Since then, my very extensive research in this area led me to a great gastroenterologist based in the UK who specialises in IBS. It was he who explained that the pressure in the upper abdomen is NOT gas but dysmotility. Basically, the bowel is like a factory line's conveyor belt, moving smoothly along in what we call peristalsis. What happens with dysmotility is that the movement is disrupted (usually due to involvement from the central nervous system) and so while one area of the bowel moves faster, another moves slower, and yes, air can get trapped in between these movements and cause the horrible pressure. This is the short explanation version of this syndrome. It's a big thing with IBS sufferers and is mostly controlled by the brain. I'm sure many of you have heard of the Gut-Brain Axis. Therefore, because IBS sufferers are super sensitive to the smallest stimulus many of them feel the pressure (whereas a normal person would not), and this pressure can also involve diaphragm function, which explains why some people find it difficult to breathe. But no matter how horrid it is, the pressure bloating (as we all call it) is not dangerous, but many of us develop fear of eating because of this. Eating seems to exacerbate it. I lost 28 pounds as a result of FEAR of this pressure plus the fact that I was eating really clean food in order to get the silent reflux under control, but it was mostly the fear of eating and the fear that I had an "alien" creature trapped inside me, trying to come out--just like in the first Alien movie, for those of you who can remember this movie
The interesting thing is that although the pressure comes and goes, and can switch on even on an empty stomach, I find that mine is worst when I walk into the kitchen and am about to start making dinner. it's like an alarm clock, I tell you! I wrote to this professor in the UK about this, and he assured me that he has thousands of patients who go through this and that the brain is what drives it. And so I started talking to my brain, yes, I know it sounds a bit cooky, but hey, I'll try anything once. And believe it or not it started to work after a while (and this is because the gut is controlled by the vagus nerve and the vagus nerve is what controls the fight/flight response) and the first thing that closes down when you're faced with a sabre-toothed tiger is your digestion, and the brain basically sends all your energy to your muscles so you can either fight the tiger or run away. So the trick is to tell your brain that there is no threat at all and so it can stop sending these signals to the brain.

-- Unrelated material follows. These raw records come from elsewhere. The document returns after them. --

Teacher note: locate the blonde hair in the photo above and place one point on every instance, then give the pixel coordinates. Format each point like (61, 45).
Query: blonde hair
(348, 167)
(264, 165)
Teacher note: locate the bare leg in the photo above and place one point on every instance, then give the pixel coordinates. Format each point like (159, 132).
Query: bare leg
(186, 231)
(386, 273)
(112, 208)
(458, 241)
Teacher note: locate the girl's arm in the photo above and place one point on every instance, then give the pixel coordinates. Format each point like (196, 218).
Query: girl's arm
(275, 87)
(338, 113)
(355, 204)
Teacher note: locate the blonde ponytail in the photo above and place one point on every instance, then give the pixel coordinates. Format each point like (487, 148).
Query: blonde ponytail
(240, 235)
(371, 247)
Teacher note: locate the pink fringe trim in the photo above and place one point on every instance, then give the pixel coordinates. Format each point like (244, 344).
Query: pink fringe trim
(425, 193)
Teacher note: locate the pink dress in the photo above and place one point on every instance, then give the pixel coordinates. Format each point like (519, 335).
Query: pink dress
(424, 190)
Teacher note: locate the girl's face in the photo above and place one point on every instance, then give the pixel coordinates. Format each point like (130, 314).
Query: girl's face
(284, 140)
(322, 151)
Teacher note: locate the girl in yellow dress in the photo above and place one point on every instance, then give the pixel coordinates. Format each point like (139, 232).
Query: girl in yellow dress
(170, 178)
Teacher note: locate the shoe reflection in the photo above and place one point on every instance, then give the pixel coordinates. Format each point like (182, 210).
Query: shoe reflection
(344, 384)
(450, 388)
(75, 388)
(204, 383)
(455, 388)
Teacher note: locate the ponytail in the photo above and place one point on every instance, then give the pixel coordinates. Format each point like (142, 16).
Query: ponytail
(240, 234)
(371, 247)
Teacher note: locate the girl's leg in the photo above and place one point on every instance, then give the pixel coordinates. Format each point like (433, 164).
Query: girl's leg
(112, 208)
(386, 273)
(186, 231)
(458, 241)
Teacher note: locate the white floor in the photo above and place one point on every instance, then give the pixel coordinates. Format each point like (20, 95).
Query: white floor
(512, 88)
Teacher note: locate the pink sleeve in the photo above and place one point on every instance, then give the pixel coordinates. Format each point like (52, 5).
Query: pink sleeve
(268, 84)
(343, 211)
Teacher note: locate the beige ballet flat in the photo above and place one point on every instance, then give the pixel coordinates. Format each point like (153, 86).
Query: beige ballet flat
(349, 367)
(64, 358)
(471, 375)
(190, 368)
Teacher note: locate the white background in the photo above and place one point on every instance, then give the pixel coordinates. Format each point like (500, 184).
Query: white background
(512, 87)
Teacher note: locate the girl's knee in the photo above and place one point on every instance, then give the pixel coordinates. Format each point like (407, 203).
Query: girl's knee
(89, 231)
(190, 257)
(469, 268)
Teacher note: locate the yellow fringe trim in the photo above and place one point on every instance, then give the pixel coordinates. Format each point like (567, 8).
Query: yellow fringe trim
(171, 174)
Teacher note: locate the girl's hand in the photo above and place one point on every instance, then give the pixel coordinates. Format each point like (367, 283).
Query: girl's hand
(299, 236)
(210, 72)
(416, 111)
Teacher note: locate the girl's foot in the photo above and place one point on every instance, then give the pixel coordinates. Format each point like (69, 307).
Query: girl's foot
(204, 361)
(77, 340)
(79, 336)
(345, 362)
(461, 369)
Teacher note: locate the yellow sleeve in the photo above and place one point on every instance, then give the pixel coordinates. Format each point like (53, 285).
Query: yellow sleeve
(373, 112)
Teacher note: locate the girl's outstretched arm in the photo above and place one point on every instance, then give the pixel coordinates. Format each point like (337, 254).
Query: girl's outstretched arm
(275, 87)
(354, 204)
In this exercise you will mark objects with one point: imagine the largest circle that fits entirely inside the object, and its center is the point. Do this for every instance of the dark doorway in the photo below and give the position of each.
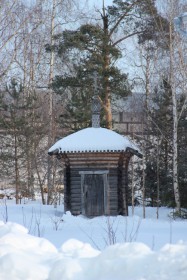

I'm now studying neuroscience and neuroplasticity (rewiring of the brain). Basically, when these kind of things happen often enough as in chronic pain, IBS, reflux, etc, etc, the brain produces neural pathways that will send false alarm signals at the slightest stimulus, which could be stress, anxiety, bad memories, or even something as simple as a change in the weather.
I don't want to waffle on, but the US is really ahead of all other countries with studies in this kind of thing, which they call mind/body syndromes, or psychophysiological disorders, and no, it's not all in your head. The culprit is the brain and the neural pathways it produces. This has been proven time and again, especially with phantom limb pain! If someone loses a limb, how can they still feel pain (as if the limb is still there?); the brain is the culprit! And this is what happens in things like IBS: neural pathways that produce all sorts of symptoms, but the good thing is that this is not hurting the gut, it's all to do with the brain. Of course one must ensure first there is no pathology involved eg. tumours, blood, etc, which could point to serious conditions.
But I digress. I was interested to know why your wife lost so much weight. Was it similar to what happened to me? She ate less and less in order not to feel this horrid pressure?